FRANKFORT—These guys don’t look like rock stars at first glance.

Or second glance. Or third.

Yet, they travel the world making public appearances, posing for photographs and signing autographs, usually on bottles of Kentucky’s best bourbon, some of which have their picture on the label.

This is officially Bourbon Heritage Month in Kentucky. The 18th annual Bourbon Festival is Sept. 15-20 in Bardstown. The eight-distillery Kentucky Bourbon Trail is expecting a record number of tourists.

So I figured this was a good time to sit down with three of bourbon’s elder statesmen: Elmer T. Lee, 90, former plant manager at Buffalo Trace; and master distillers Jimmy Russell, 74, who has been at Wild Turkey in Lawrenceburg for 55 years, and Parker Beam, 67, who is celebrating 50 years at Heaven Hill in Bardstown.

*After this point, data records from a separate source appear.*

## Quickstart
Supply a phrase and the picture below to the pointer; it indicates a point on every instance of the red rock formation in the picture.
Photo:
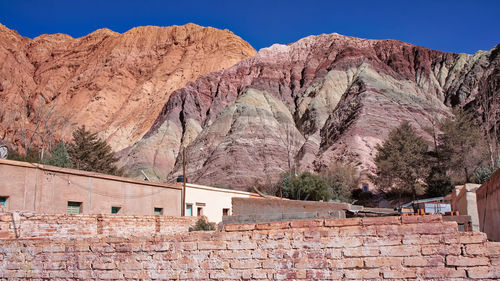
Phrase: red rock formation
(115, 84)
(323, 99)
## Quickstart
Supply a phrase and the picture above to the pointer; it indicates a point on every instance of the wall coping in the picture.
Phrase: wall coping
(313, 223)
(218, 189)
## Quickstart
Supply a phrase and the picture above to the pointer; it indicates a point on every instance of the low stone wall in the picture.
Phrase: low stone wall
(488, 206)
(29, 225)
(367, 248)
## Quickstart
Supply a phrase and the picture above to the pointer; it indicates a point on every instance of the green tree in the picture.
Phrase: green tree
(401, 161)
(483, 173)
(90, 153)
(438, 182)
(59, 156)
(462, 147)
(307, 186)
(341, 179)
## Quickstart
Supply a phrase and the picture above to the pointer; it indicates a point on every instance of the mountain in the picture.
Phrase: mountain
(321, 100)
(115, 84)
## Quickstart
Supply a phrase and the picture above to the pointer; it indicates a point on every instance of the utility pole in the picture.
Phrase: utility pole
(183, 209)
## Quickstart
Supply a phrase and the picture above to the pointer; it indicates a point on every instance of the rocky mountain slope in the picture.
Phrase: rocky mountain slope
(323, 99)
(115, 84)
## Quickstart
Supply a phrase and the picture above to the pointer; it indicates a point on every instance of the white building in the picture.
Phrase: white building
(212, 202)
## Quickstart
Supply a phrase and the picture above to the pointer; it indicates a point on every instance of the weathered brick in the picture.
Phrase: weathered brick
(361, 252)
(441, 272)
(401, 273)
(476, 250)
(381, 220)
(358, 231)
(343, 222)
(307, 244)
(466, 261)
(244, 264)
(440, 249)
(471, 238)
(362, 274)
(342, 242)
(400, 251)
(277, 264)
(238, 254)
(290, 274)
(306, 223)
(430, 261)
(378, 262)
(421, 219)
(347, 263)
(274, 244)
(212, 245)
(492, 272)
(377, 241)
(241, 245)
(239, 227)
(311, 264)
(103, 265)
(193, 275)
(272, 225)
(106, 275)
(259, 254)
(321, 274)
(262, 274)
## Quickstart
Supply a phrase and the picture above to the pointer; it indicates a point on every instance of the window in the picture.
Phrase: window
(159, 211)
(74, 207)
(3, 201)
(115, 210)
(189, 210)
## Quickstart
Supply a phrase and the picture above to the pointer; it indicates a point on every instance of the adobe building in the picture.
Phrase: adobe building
(52, 190)
(212, 202)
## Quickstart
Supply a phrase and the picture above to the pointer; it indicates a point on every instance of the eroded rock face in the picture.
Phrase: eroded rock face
(323, 99)
(115, 84)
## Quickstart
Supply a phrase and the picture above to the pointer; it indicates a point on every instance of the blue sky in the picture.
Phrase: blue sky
(454, 26)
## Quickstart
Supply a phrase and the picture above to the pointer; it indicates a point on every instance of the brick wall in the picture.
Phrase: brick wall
(29, 225)
(368, 248)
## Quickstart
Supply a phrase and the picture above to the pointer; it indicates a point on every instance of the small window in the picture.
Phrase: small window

Bourbon sales have been growing steadily for 25 years, especially in international markets such as Japan, Australia and Europe. Distillery production is up 50 percent since 1999.

Much of the credit is given to Lee, who introduced Blanton’s Single Barrel in 1984, launching the premium bourbon market that has been the industry’s growth engine. Single barrel and small batch recipes have transformed bourbon’s image from a commodity into a craft product, like fine wine.

You also can’t discount the marketing genius of Bill Samuels at Maker’s Mark in Loretto, who taught a conservative industry how to be folksy and hip at the same time.

More than 95 percent of all bourbon is made in Kentucky, creating a $3 billion industry with 3,200 direct jobs. Although some distilleries are now owned by international conglomerates, they’re almost all run and staffed by Kentuckians with old bourbon family trees.

Russell and Beam are third-generation distillers, and their sons are distillers, too. Beam’s grandfather, for whom he was named, was master distiller at the operation owned by his grandfather’s brother, Jim Beam.

I visited with Russell, Beam and Lee around a table at Stony Point, the hilltop home where Col. Albert Blanton once commanded the 110-acre distillery now called Buffalo Trace. These three friends and rivals have known each other for decades. They can, and often do, give each other a hard time—and finish each other’s sentences.

The first thing I wanted to know was how these experts drink their bourbon.

Russell sips his “neat”— or straight—from a brandy snifter so he can enjoy the aroma. In summertime, he might drink it over ice, or chill the bottle in the refrigerator. Beam also is a straight-bourbon man, although he sometimes chases it with a little water. Lee prefers his bourbon mixed with 7Up or Sprite.

Russell, whose personal brand is Russell’s Reserve, and Beam, who developed Evan Williams Single Barrel, have a drink most days, but not every day. Lee is a daily drinker, but, like the others, in moderation.

“I don’t try to drink it all every night,” Lee said. “Just one good highball.”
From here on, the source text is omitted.